In-house solicitor with triplets was victim of discrimination


British Gas: Performance capping policy was discriminatory

British Gas discriminated against and unfairly dismissed an in-house solicitor who returned to work part-time after having triplets, an employment tribunal has ruled.

Employment Judge Gumbiti-Zimuto said the fact Gemma Long was a mother with young children was “unconsciously being held against her” and she was seen as less focused as a result.

The judge said Ms Long was also the victim of a “discriminatory performance capping policy” – because of her absence due to maternity leave, her annual performance could not be ranked as any higher than “achieving expectations”, even though in an appraisal a few months after returning to work in 2017 she was actually rated as exceeding them.

“The respondent has put forward no defence or explanation for the policy. The policy operated in a discriminatory way against women.”

The tribunal heard that Ms Long, who qualified in 2000, began working for British Gas in 2012 as intellectual property counsel.

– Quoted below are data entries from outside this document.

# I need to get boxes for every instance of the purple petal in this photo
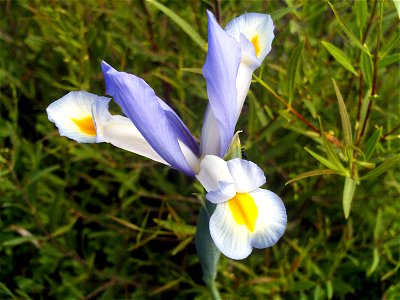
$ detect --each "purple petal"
[101,61,199,176]
[203,11,242,157]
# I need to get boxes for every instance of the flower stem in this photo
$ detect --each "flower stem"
[206,280,222,300]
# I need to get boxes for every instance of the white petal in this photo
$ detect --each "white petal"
[210,202,252,259]
[200,105,221,156]
[227,158,266,193]
[196,155,233,192]
[178,140,200,174]
[206,181,236,203]
[225,13,274,62]
[101,116,168,165]
[46,91,110,143]
[249,189,287,249]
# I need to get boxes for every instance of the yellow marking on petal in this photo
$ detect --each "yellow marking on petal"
[228,193,258,232]
[251,35,261,56]
[71,117,96,136]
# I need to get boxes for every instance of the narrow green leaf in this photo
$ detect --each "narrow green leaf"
[180,68,203,75]
[321,41,358,76]
[285,169,341,185]
[332,79,353,149]
[146,0,206,51]
[379,30,400,59]
[224,131,242,160]
[318,118,346,171]
[367,247,380,277]
[195,201,221,286]
[378,53,400,69]
[374,208,382,242]
[328,2,371,55]
[287,40,304,103]
[353,0,368,32]
[326,280,333,299]
[343,177,357,219]
[304,147,341,172]
[360,45,374,89]
[393,0,400,19]
[360,154,400,180]
[365,128,382,161]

Her maternity leave began in May 2016, and she returned to work in September 2017, working part-time from Monday to Wednesday from 8am to 4pm.

At the relevant time, she was the mother of two-year-old triplets and a son with “significant” additional needs.

By the time she left the company in July 2019, she was earning £46,800, the full-time equivalent of which was £78,000.

Her line manager was Sarah Hartnell, a solicitor with a background in competition law, whose own line manager was Vicky Wells, described as “an experienced solicitor with a corporate law background”.

Ms Long said that, after she received a pay rise in September 2018, she started to feel pressure from Ms Hartnell to work on her non-work days.

One email from Ms Hartnell said a “flexible approach to work would suggest you keep an eye on email (in the way I do on my day off and other full-time employees do over the weekend)”.

Judge Gumbiti-Zimuto also quoted an emails from Ms Wells to Ms Hartnell, which said: “Are you going to speak to Gemma this week about not dropping everything when she leaves on Weds?… I’ve also told her that the work doesn’t stop at 4pm on a Wednesday.”

He went on to highlight Ms Wells’ “unreasonable criticism of the claimant” in relation to a particular matter, which she said was “congruent with the attitude evident in the correspondence between Vicky Wells and Sarah Hartnell that suggests a dissatisfaction with the claimant’s working time”.

In Ms Long’s 2018 end-of-year performance review, Ms Hartnell rated her as “below expectations”.

She told the tribunal that she had concerns about Ms Long’s performance during the year, but it found no evidence that the two had spoken about them before the review.

In June 2019, Ms Long was told she was at risk of redundancy; she was in a pool of two people, of whom one would be made redundant.

As part of the process, Ms Hartnell completed a form that asked about Ms Long’s historical performance rating.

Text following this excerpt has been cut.